Gatsby Unit | Research

GATSBY COMPUTATIONAL NEUROSCIENCE UNIT

A likelihood-based framework for the analysis of discussion threads

Vicenc Gomez

SNN Adaptive Intelligence, Radboud University

"A likelihood-based framework for the analysis of discussion threads"

On-line discussion threads are conversational cascades in the form of posted messages that can be found in blogs, news aggregators or bulletin boards systems. Unlike other types of information cascades such as the ones corresponding to massively circulated chain letters, Twitter, or diffusion of pages on Facebook, discussion threads comprise a more elaborated interaction between users. At the same time, since threaded discussions are in direct correspondence with the information flow in a social system, understanding their governing mechanisms and patterns plays a fundamental role in contexts like spreading of technological innovations, diffusion of news and opinion or viral marketing.

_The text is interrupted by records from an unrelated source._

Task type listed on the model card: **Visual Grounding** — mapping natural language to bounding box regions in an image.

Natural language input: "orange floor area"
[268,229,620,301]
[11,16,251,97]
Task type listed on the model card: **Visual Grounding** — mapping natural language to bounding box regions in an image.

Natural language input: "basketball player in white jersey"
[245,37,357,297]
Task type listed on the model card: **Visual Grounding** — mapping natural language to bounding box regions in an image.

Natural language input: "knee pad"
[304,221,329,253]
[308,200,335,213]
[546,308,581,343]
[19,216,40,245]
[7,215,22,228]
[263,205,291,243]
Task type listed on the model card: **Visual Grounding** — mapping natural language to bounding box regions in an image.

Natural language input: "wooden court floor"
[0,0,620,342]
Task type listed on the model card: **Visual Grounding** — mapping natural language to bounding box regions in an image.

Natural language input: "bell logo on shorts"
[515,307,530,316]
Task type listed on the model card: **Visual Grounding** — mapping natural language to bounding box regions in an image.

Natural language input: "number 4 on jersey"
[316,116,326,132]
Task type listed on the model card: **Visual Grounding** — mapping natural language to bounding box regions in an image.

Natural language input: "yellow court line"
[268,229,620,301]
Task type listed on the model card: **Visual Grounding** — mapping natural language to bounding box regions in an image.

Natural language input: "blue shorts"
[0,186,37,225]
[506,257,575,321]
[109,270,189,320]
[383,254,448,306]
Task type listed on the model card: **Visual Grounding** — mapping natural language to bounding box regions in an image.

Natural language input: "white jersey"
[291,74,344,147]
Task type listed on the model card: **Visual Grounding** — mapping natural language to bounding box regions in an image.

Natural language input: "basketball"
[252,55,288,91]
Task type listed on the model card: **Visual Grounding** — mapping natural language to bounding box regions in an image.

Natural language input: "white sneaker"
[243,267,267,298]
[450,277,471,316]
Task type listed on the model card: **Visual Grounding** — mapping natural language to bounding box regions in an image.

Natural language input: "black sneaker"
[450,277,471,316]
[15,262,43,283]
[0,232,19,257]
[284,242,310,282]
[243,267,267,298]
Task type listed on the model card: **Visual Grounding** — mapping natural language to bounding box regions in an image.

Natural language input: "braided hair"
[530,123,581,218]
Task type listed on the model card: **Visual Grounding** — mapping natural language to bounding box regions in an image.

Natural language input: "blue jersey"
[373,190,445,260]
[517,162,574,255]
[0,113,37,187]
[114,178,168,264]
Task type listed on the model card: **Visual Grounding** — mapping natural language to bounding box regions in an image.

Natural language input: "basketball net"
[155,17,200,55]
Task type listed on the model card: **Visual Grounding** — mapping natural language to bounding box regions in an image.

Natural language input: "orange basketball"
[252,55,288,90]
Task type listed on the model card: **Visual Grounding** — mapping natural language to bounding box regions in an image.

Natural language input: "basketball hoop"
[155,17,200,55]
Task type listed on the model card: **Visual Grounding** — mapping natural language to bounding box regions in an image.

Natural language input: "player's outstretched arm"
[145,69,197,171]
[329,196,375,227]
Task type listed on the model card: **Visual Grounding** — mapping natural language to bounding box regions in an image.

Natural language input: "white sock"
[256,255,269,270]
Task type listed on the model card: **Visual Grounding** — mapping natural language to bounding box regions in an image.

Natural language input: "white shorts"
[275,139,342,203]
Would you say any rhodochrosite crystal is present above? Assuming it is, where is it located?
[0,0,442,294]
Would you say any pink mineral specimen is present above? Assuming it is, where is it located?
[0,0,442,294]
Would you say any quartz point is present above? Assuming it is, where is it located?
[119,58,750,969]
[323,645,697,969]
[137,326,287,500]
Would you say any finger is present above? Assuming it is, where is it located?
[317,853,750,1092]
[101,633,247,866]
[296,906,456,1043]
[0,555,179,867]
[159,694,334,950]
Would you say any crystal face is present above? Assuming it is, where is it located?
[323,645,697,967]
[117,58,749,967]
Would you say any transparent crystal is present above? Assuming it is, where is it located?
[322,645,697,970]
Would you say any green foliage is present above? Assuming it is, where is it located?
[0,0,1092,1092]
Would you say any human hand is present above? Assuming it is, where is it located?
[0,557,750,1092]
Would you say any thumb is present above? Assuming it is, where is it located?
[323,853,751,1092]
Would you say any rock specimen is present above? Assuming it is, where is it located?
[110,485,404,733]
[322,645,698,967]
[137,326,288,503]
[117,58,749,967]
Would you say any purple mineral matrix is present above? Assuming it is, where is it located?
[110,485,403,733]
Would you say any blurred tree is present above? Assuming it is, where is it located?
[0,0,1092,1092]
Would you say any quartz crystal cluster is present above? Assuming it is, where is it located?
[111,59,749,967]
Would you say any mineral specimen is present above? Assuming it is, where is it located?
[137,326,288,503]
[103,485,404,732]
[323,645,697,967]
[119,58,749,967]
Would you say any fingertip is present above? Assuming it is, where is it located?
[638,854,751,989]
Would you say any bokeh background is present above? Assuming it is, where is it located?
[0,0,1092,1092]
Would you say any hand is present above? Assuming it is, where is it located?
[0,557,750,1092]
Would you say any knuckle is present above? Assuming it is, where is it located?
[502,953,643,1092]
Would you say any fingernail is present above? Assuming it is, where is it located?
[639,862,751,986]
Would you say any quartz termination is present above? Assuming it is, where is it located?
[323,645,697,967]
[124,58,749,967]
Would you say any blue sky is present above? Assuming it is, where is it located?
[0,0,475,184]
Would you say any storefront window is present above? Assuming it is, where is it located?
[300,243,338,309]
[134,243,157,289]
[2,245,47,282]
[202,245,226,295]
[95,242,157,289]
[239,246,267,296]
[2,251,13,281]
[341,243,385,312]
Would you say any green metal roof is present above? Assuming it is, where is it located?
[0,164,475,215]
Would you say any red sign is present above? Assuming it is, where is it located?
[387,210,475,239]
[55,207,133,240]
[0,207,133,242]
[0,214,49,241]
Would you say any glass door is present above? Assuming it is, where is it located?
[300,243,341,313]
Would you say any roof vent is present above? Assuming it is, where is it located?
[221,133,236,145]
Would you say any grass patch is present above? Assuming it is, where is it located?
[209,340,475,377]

I will talk about a recent likelihood-based framework we propose to analyze the structure and evolution of on-line discussion threads. We compare several parametric generative models which combine three basic

features: popularity, novelty and a trend (initial popularity) to reply to the thread originator. We show that a model which combines these three ingredients is able to capture many of the statistical properties (widths, degrees, depths) as well as the thread evolution with a surprisingly level of accuracy in four popular and diverse websites:

Slashdot, Barrapunto, Meneame (Digg) and Wikipedia.

Our approach to estimate the model parameters is based on the likelihood of the entire evolution of each single thread of a given dataset. This fact prevents overfitting on particular quantities such as degree distributions and provides the model which globally fits best to the data. We show empirically that the estimation procedure is not biased and does not require very large datasets. Further, parameter estimates have descriptive power, since they allow to characterize the habits and communication patterns of a given dataset in terms of the aforementioned features.